Background

I wrote this notebook as a simple training exercise to better understand feedforward neural networks. The naming conventions in this code match with Andrew Ng's free online course in Machine Learning on Coursera (highly recommended). This neural network has a single hidden layer.

Here's how the neural network is connected and equations for calculating the hypothesis, h_theta(x).

This neural network also implements backpropagation during training to determine the difference between the hypothesis and the training data in order to update the thetas, or weights, in the network.

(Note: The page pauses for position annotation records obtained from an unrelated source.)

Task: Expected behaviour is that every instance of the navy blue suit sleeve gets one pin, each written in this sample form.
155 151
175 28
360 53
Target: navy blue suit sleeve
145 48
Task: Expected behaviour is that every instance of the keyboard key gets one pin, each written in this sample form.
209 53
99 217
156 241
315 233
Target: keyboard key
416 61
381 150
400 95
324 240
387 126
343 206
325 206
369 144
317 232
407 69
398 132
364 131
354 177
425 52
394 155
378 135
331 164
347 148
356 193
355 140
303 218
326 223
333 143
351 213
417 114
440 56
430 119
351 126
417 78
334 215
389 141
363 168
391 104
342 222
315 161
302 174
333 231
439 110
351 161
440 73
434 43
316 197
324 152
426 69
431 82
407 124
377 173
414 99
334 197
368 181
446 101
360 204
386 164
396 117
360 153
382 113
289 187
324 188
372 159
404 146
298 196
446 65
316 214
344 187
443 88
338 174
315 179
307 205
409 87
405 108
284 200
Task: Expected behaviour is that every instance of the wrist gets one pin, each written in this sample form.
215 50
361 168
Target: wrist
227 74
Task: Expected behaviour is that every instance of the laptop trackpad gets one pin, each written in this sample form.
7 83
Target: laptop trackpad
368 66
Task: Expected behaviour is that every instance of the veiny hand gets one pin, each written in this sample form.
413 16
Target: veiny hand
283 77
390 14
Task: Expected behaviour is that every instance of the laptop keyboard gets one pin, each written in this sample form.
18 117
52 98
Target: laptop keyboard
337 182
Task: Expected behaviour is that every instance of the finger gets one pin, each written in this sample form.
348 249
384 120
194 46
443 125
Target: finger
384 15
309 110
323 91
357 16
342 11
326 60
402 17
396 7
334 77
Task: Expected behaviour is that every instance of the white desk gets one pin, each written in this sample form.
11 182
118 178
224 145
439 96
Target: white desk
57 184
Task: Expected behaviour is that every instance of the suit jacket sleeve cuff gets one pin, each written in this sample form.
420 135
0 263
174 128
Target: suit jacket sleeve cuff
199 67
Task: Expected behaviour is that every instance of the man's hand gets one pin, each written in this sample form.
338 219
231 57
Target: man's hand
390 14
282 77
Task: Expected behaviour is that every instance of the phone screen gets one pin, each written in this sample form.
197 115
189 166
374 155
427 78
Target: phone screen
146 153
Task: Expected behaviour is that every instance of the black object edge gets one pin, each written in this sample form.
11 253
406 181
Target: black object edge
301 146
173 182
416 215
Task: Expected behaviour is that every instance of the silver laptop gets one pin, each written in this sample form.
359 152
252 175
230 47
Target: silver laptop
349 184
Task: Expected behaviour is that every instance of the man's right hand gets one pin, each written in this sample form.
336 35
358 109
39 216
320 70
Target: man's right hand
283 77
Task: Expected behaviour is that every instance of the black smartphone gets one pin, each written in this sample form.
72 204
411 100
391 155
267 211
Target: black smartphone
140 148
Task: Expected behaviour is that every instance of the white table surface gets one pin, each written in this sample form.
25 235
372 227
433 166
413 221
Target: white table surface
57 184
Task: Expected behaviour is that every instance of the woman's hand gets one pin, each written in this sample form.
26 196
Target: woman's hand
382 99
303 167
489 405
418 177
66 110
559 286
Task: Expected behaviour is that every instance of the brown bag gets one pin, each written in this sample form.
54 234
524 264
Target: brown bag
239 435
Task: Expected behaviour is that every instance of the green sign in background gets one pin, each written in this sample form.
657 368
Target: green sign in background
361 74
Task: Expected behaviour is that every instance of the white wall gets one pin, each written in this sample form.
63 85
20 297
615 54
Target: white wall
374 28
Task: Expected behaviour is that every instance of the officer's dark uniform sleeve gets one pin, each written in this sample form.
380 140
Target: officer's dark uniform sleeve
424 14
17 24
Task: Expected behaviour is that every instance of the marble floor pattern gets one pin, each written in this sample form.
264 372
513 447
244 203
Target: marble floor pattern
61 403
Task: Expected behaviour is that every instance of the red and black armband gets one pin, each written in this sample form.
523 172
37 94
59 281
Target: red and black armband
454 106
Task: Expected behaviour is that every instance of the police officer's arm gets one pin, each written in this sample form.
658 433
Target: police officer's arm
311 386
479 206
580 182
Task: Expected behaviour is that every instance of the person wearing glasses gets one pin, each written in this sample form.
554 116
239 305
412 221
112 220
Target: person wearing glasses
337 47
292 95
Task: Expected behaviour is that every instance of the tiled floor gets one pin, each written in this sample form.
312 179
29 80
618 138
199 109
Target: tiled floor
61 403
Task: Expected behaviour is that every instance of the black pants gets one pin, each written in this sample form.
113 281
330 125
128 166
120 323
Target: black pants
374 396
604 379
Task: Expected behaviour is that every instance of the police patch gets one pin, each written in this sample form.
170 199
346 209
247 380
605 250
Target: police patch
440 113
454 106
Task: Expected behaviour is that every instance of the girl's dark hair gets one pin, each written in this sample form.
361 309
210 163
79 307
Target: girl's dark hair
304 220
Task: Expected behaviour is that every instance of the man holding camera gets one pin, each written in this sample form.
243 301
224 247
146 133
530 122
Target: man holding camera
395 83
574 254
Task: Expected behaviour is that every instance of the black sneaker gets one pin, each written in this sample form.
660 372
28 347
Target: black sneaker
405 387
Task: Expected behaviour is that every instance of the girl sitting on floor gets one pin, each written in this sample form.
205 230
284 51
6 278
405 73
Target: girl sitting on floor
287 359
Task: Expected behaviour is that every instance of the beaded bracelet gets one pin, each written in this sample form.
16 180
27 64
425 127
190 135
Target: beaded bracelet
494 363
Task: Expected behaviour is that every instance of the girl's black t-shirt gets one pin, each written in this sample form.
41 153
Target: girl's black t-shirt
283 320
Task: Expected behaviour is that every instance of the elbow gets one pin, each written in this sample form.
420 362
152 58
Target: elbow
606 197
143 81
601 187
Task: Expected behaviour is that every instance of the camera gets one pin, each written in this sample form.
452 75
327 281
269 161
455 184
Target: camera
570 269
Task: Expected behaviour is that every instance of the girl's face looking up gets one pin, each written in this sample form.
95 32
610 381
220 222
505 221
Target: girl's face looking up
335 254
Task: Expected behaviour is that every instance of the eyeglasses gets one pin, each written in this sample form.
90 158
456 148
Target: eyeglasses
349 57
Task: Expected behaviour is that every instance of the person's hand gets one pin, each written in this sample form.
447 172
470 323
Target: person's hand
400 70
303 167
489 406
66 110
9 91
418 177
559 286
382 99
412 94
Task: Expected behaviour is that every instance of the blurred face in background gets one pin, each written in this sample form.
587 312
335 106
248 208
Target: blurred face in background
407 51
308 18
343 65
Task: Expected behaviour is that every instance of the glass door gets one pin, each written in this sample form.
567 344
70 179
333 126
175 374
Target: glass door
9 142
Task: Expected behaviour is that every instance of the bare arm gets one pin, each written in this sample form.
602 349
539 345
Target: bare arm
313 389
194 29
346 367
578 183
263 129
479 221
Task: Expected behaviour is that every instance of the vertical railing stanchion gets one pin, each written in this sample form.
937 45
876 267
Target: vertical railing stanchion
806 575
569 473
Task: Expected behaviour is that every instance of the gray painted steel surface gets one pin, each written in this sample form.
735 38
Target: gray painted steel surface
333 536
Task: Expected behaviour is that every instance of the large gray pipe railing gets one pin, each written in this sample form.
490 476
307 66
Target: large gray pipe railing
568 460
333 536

The example has a trivial training set with X equal to

00
01
10
11

and the y vector used for this supervised learning matches the exclusive or (XOR) pattern.

0
1
1
0

Note: the images above are from Andrew Ng's Machine Learning Course.


In [1]:
# NumPy is the fundamental package for scientific computing with Python.
import numpy as np

The theta_init function is used to initialize the thetas (weights) in the network. It returns a random matrix with values in the range of [-epsilon, epsilon].


In [2]:
def theta_init(in_size, out_size, epsilon = 0.12):
    return np.random.rand(in_size + 1, out_size) * 2 * epsilon - epsilon

This network uses a sigmoid activating function. The sigmoid derivative is used during backpropagation.


In [3]:
def sigmoid(x):
    return np.divide(1.0, (1.0 + np.exp(-x)))
def sigmoid_derivative(x):
    return np.multiply(x, (1.0 - x))

The mean squared error (MSE) provides measure of the distance between the actual value and what is estimated by the neural network.


In [4]:
def mean_squared_error(X):
    return np.power(X, 2).mean(axis=None)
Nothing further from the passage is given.